武田社長、シャイアー買収「大きな一歩」 健全な財務維持に自信(SankeiBiz)



 武田薬品工業のクリストフ・ウェバー社長は9日、東京都内で記者会見し、前日に合意を発表したアイルランド製薬大手シャイアーの買収について、「研究開発主導型でグローバルな、バイオ医薬品のリーディングカンパニーになる」と意義を強調した。武田は、日本企業の海外企業買収で過去最大となる約460億ポンド(約6兆8000億円)を投じる計画。財務悪化を懸念する声もあるが、ウェバー氏は「(買収後も)健全な財務を維持できる」と自信を示した。
 ウェバー氏は今回の買収を「グローバルな医薬品のリーダーになるための大きなステップ」と説明。「これまでの戦略を変更するのではなく、加速のために行う」と、過去に手掛けた大型買収と基本的な狙いは変わらないことを強調した。
 武田は、がんと消化器系疾患、精神神経系疾患を重点3領域としてきた。ウェバー氏は、シャイアーが加わることで「治療領域の補完的効果が期待できる」とし、「(消化器系疾患と精神神経系疾患の)2つが強化され、さらに希少疾患が加わる」とした。
 また、売上高の6割超を最大市場の米国が占めるシャイアーの取り込みで、「地理的にもパーフェクトなバランスになる」と訴えた。
 一方、買収で1兆1000億円を超える武田の有利子負債は大幅に膨らむ見通し。
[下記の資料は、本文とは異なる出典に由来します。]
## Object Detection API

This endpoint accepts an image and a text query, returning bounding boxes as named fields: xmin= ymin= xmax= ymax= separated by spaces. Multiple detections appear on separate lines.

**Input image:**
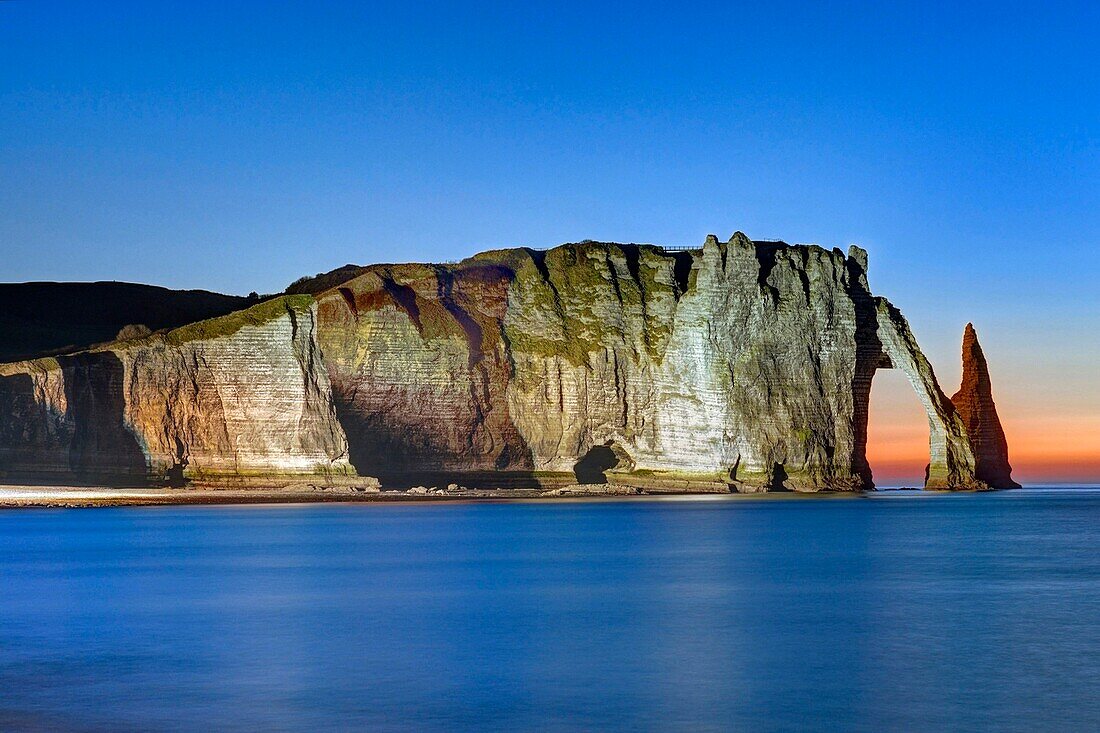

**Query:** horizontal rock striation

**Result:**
xmin=317 ymin=233 xmax=994 ymax=491
xmin=0 ymin=296 xmax=352 ymax=483
xmin=0 ymin=233 xmax=1012 ymax=492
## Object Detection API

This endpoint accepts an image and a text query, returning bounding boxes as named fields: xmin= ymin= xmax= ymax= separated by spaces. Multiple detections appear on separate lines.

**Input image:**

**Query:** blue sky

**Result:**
xmin=0 ymin=0 xmax=1100 ymax=479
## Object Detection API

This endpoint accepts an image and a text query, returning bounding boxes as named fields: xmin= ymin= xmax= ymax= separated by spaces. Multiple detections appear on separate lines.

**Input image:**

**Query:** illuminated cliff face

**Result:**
xmin=0 ymin=297 xmax=352 ymax=483
xmin=318 ymin=234 xmax=980 ymax=491
xmin=0 ymin=233 xmax=1003 ymax=491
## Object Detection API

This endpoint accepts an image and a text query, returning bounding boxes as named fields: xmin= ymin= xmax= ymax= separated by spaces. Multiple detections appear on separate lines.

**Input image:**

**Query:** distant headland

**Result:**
xmin=0 ymin=232 xmax=1018 ymax=495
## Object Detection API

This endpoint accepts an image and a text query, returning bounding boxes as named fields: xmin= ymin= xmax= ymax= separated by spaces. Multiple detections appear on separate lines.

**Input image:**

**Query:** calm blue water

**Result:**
xmin=0 ymin=490 xmax=1100 ymax=733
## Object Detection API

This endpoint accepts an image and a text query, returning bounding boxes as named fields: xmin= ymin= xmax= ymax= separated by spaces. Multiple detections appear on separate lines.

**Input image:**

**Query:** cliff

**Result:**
xmin=0 ymin=297 xmax=352 ymax=483
xmin=318 ymin=233 xmax=982 ymax=491
xmin=952 ymin=324 xmax=1020 ymax=489
xmin=0 ymin=283 xmax=256 ymax=362
xmin=0 ymin=233 xmax=1012 ymax=491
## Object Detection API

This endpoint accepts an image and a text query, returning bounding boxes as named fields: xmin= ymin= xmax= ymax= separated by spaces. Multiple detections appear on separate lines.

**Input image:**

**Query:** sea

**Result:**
xmin=0 ymin=486 xmax=1100 ymax=733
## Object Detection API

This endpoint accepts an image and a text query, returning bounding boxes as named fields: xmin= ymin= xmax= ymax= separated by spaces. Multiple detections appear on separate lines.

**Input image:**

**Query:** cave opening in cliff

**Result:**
xmin=867 ymin=369 xmax=928 ymax=489
xmin=573 ymin=446 xmax=619 ymax=483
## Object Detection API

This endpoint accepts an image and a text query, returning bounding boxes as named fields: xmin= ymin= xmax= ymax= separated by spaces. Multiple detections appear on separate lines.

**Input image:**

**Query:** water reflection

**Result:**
xmin=0 ymin=491 xmax=1100 ymax=731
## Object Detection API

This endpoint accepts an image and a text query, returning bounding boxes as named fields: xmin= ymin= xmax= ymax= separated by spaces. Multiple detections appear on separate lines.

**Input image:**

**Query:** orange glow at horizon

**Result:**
xmin=867 ymin=370 xmax=1100 ymax=486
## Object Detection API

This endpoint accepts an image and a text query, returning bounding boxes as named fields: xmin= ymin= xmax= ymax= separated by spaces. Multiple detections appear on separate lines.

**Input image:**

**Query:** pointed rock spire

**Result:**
xmin=952 ymin=324 xmax=1020 ymax=489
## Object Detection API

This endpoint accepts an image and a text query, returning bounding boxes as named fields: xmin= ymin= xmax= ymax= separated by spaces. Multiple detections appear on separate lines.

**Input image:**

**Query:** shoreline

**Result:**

買収に伴う大量の新株発行で、既存株式の価値が下がることへの懸念もあり、9日の武田株は前日比109円安の4529円で取引を終えた。ウェバー氏は有利子負債について、「(一時的に現在の)4~5倍となるが、2倍レベルまで急速に下げる。自信を持っている」と強調。配当政策も変えないとした。このほかグローバル化の加速に伴い、本社を日本から海外へ移すとの見方を否定し、「本社は日本から移さず、将来も日本企業であり続ける」と断言した。
 会見には、社外取締役で取締役会議長を務める坂根正弘コマツ相談役も同席。「経営陣が一枚岩になれば非常に大きな企業価値を実現できると思っている」と述べた。